Third-Party Risk management – Create an online vendor library for all types of vendors including digital providers, making it easier to manage and track vendor relationships & understand the risks they pose. Roll out vendor risk assessments with conditional workflows and transparent scoring methodologies – streamlining the vendor benchmarking process – allowing organisations to consistently evaluate and compare vendor risk profiles. Implement automated monitoring of key metrics like SLAs, KPIs, and industry benchmark standards to provide continuous oversight of vendor performance. Empowered by the information risk-related data produces, organisations gain clarity when comparing vendors, allowing them to standardise the onboarding and offboarding process and manage contract renewals centrally.
Asset Management – Online asset management registers enable better asset management of hardware, software licenses, and physical assets – ensuring all equipment and licences are up to date and fit for the job. It also provides an overview of out-of-date equipment & licences, simplifying budget planning.
Policy Management – All policies and procedures – from health & safety and HR to IT – can be managed consistently and stored in a central online repository with workflows to flag expiry dates and automate signoff, approval processes, and attestations.
Strategic Planning – Using strategic planning capabilities within GRC software, organisations can plan out their strategic goals & objectives (including any digital strategies). Once defined, software capabilities will make it easy to break down these top-line goals into smaller tasks, projects and actions that can be allocated out across the organisation for completion. As tasks are fulfilled, progress is indicated – making it easy to see how the strategy is progressing at all levels of the business. Ensuring your strategic goals include plans for IT infrastructure will futureproof the organisation.
Audits – Organisations are subject to a wide variety of audits, inspections, and checks. Within GRC software, organisations can schedule and manage internal and external audits and formalise the results and required actions – providing a complete history of all audits and their findings and any outstanding actions.
BCM & Operational resilience – With many organisations relying on multiple digital systems and physical manual work to run their operations, having robust business continuity plans in place is essential to ensure operations can keep running no matter what happens. The loss of the internet, the failure of a supplier or software solution, or a data breach should not halt operations and organisations need to have plans in place for all eventualities. Software can support the creating of BCM plans, business impact assessments, and business process modelling – making it easy to understand the impact of an incident in terms of cost, downtime, and man hours lost.
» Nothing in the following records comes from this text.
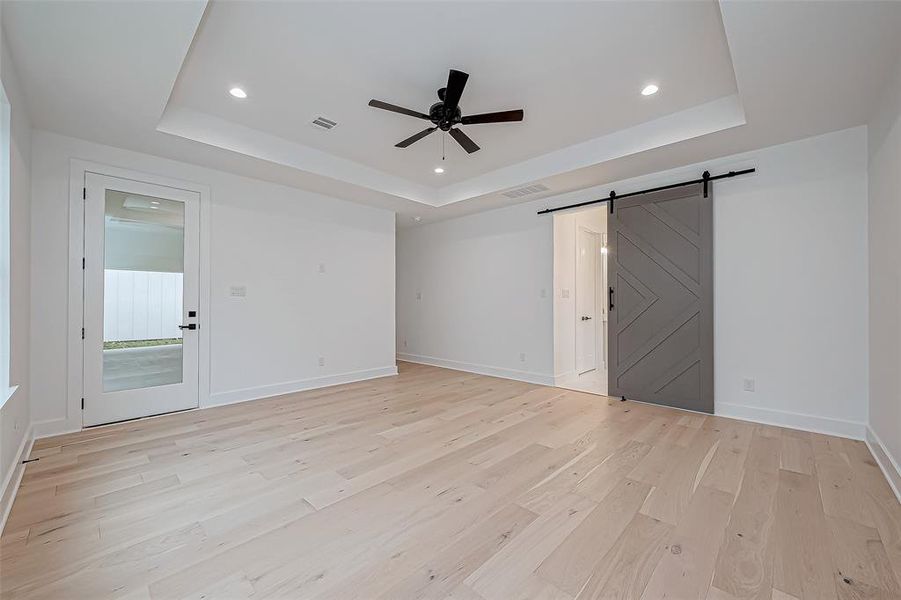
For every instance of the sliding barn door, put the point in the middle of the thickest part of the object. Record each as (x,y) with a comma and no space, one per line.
(660,269)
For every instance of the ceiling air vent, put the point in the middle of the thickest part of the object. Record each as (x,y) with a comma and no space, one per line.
(527,190)
(323,123)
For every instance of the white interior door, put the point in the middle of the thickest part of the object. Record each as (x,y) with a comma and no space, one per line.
(141,292)
(587,250)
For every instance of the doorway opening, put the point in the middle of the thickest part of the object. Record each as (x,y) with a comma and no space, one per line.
(580,309)
(141,294)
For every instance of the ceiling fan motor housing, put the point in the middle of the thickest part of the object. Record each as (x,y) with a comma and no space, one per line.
(438,115)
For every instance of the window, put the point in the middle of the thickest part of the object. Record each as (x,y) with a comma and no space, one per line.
(5,390)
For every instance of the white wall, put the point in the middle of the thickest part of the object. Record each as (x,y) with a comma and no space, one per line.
(15,414)
(885,276)
(790,252)
(268,238)
(566,227)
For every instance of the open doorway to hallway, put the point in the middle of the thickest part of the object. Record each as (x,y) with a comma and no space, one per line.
(580,309)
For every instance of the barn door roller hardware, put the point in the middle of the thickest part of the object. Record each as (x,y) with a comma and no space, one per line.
(706,178)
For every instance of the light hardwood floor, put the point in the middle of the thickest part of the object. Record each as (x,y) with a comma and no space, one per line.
(443,484)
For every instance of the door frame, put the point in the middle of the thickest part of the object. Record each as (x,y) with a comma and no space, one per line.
(75,349)
(598,239)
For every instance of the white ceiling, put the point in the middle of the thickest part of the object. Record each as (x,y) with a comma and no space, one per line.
(575,71)
(153,77)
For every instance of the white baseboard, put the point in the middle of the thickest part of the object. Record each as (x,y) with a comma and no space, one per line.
(560,378)
(14,478)
(527,376)
(300,385)
(837,427)
(886,461)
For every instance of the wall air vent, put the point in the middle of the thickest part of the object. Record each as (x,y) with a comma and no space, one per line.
(323,123)
(526,191)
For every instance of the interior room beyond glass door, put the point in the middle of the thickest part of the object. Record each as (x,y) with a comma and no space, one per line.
(141,299)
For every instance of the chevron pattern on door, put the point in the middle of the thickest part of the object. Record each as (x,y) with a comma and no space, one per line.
(661,277)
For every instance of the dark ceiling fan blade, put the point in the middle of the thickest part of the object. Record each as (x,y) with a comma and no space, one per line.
(415,138)
(504,116)
(463,139)
(456,81)
(397,109)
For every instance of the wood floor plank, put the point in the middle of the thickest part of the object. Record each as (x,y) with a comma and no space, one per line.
(686,567)
(744,567)
(573,561)
(803,563)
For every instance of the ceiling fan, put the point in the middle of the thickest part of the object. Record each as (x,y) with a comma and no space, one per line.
(445,114)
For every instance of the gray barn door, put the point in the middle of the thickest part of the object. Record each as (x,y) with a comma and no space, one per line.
(660,269)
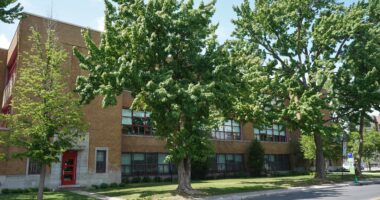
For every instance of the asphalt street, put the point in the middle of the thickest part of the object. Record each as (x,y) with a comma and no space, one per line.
(364,192)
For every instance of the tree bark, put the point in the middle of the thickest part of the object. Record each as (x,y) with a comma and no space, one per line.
(41,183)
(358,171)
(369,165)
(320,160)
(184,177)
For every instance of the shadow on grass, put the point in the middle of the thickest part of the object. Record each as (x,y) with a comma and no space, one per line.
(230,190)
(139,193)
(47,196)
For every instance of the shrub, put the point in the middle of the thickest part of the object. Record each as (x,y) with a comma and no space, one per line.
(256,158)
(157,179)
(168,179)
(199,169)
(122,184)
(113,185)
(5,191)
(125,179)
(136,179)
(146,179)
(103,185)
(29,190)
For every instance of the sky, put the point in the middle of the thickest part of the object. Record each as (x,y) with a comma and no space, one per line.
(90,13)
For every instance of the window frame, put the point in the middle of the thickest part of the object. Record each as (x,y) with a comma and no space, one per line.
(227,135)
(280,162)
(168,168)
(147,126)
(36,169)
(228,166)
(268,134)
(104,170)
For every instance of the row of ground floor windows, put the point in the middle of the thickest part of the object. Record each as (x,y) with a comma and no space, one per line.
(145,164)
(155,164)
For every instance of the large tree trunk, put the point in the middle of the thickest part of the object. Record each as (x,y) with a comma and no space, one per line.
(320,160)
(358,170)
(42,183)
(184,177)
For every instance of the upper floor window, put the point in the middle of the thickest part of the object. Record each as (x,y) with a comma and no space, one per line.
(230,130)
(226,163)
(274,133)
(34,167)
(136,122)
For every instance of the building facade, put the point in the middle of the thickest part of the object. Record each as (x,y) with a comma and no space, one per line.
(120,142)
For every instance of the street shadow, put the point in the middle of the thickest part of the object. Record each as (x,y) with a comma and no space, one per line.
(309,194)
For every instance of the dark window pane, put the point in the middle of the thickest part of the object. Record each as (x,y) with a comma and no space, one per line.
(101,161)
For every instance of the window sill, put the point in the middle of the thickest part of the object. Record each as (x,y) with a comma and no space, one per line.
(150,136)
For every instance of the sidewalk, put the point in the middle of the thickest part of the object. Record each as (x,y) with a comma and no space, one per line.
(246,195)
(95,195)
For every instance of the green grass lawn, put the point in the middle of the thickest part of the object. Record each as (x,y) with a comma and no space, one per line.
(47,196)
(222,186)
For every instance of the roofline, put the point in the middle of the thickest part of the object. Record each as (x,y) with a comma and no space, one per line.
(63,22)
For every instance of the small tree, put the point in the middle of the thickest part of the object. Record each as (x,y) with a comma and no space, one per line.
(256,158)
(46,119)
(9,13)
(371,145)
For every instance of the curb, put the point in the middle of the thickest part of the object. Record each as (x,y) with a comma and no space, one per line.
(246,195)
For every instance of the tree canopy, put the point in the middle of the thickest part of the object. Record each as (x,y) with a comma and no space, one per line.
(166,54)
(300,44)
(46,119)
(9,12)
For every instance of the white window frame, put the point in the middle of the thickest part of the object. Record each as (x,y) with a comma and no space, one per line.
(96,154)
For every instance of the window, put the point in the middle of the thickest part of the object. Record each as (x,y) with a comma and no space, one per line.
(276,162)
(274,133)
(230,130)
(145,164)
(136,122)
(34,167)
(226,163)
(101,161)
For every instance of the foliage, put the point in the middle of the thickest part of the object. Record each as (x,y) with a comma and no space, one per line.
(332,146)
(199,169)
(357,82)
(9,12)
(371,144)
(166,54)
(256,158)
(299,53)
(46,119)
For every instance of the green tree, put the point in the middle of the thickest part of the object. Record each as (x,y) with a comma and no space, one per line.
(370,145)
(299,53)
(357,83)
(9,12)
(256,158)
(46,119)
(332,145)
(165,52)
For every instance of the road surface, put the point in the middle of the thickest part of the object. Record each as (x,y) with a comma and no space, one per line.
(365,192)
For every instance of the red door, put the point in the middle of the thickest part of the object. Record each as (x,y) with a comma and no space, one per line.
(69,168)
If an organisation manages its digital and physical GRC requirements in isolation it will engender a disjointed and siloed approach that fails to align with its objectives, creating uncertainty and ultimately hindering performance. Instead, organisations must recognise that digital and physical GRC efforts are not mutually exclusive; they must be considered and managed in unison to create a holistic approach to managing risk and ensuring compliance.
To bridge the gap between the digital and physical worlds from a GRC perspective, forward-thinking organisations are embracing integrated software that provides a centralised platform for managing all GRC activities. This power to streamline data collection, reporting, and analysis makes it simple to maintain a unified approach to GRC that considers both realms holistically.